Simulation of Adsorption–Desorption Behavior in Coal Seam Gas Reservoirs at the Molecular Level: A Comprehensive Review

This work reviews the processes of methane (CH4) and carbon dioxide (CO2) adsorption and desorption, as well as the displacement of CH4 by CO2, at the molecular level. For the adsorbate, laboratory experiments and numerical simulations have been carried out to examine the adsorption and desorption behavior of CH4 and CO2. For the adsorbent, graphite, graphene, carbon nanotube, and heteroatom-containing carbon-based models have been developed for adsorption and desorption processes. In recent decades, simulations of carbon dioxide enhanced coalbed methane (CO2-ECBM) have achieved significant progress. This success has generated significant interest among the scientific communities, as coalbed methane is one of the cleanest forms of energy. Furthermore, an improved understanding of this process can help to sequester CO2 in deep unminable coal seam gas reservoirs to mitigate CO2 emission.

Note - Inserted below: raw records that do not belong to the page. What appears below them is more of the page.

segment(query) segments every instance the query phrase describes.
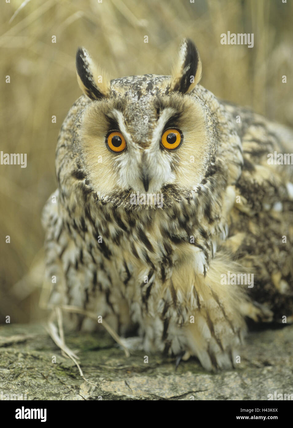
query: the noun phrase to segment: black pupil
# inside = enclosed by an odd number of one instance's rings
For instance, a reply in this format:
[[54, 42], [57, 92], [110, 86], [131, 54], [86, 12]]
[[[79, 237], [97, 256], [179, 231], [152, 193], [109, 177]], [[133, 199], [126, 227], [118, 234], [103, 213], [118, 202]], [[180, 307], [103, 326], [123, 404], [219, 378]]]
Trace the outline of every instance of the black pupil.
[[114, 147], [119, 147], [122, 143], [122, 140], [118, 135], [114, 135], [114, 137], [112, 137], [111, 141]]
[[177, 137], [174, 132], [170, 132], [170, 134], [167, 135], [167, 142], [169, 144], [173, 144], [174, 143], [176, 143], [176, 140]]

This work reviews the advantages and weaknesses of three simulation methods, namely, molecular dynamics (MD), Monte Carlo (MC), and the density functional theory (DFT), with respect to their applications in CO2-ECBM and CO2 sequestration in CBM. Based on such simulations, dynamic and thermodynamic properties have been analyzed to evaluate the effectiveness of CO2-ECBM and CO2 sequestration. In recent studies, MD simulation has been commonly used to optimize the configuration of the adsorbate and adsorbent, as well as to define the self-diffusion coefficient and mean squared distance. However, this approach only works for a small atomic system or a short time simulation process. MC, on the other hand, is used to predict the adsorption behavior of pure component and binary and ternary mixtures of adsorbates. Nevertheless, the simulation cannot obtain information on the dynamic processes. Meanwhile, DFT is commonly used to predict the adsorption site, orientation, and adsorption energy. Dynamic and thermodynamic properties are discussed based on the three simulation methods. Certain aspects facing the future are also addressed.